Magrib menjelang, Pak Nalih mengajak kami ke gereja. Katanya, teman-teman dari Kelompok Sadar Keamanan dan Ketertiban Masyarakat (Pokdar Kamtibmas) sudah menunggu untuk membahas persiapan pengamanan Natal tahun ini. “Nanti di sana ada masjid, tinggal jalan kalau mau magriban,” ucapnya. Kami berangkat sekitar pukul setengah enam. Hujan merintik.
Tarup sudah berdiri di sepanjang parkiran gereja. Melihat Pak Nalih datang, beberapa jemaat menyalaminya seperti guru. Ia lalu berjalan lurus ke belakang gereja. Tampaklah pelataran terbuka dengan patung Bunda Maria yang berdiri menyambut di sudut halaman.
“Assalamualaikum!” sapa Pak Nalih kepada anggota Pokdar Kamtibmas yang sudah menunggu di pendopo kecil. “Lailah romannya udah dari tadi ya? Lah kasian amat ini.” Enam anggota berseragam putih-putih, setengah laki-laki dan setengah perempuan, dua di antaranya berjilbab.
Pak Nalih segera duduk bergabung, dari kejauhan kami menyimak diskusi singkat mereka soal pengamanan Natal nanti. “Yang begini-begini gak perlu disuruh, kesadaran masing-masing,” ujar Bu ketua Pokdar Kamtibmas. Kurang lebih sepuluh menit mereka mengobrol sebelum pamit salat magrib. Kami juga undur diri sejenak. Tepat pukul tujuh kami kembali untuk menyaksikan doa malam di depan patung Bunda Maria.
Doa dibuka dengan lagu Rahmat yang Mengagumkan.

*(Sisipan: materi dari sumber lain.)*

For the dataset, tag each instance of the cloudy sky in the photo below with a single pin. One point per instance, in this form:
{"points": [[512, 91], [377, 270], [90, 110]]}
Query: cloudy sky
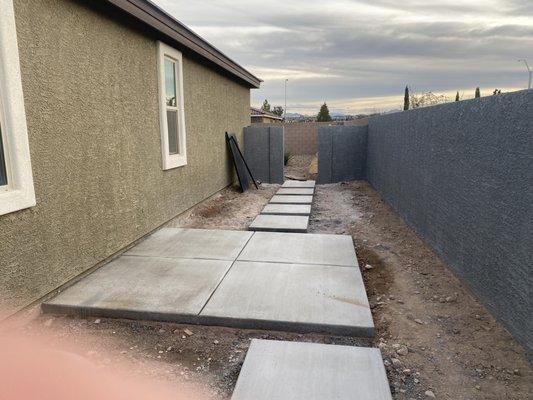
{"points": [[358, 55]]}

Pak Nalih memimpin di depan. Sebelum naik, ia bilang ke kami agar tidak menunggu sampai habis karena takut kemalaman. “Nanti pas rosario pamit nggak apa-apa, saya bisa turun sebentar,” ucapnya. Di pelataran itu terlihat 14 Katolik taat berkumpul, kebanyakan orang tua.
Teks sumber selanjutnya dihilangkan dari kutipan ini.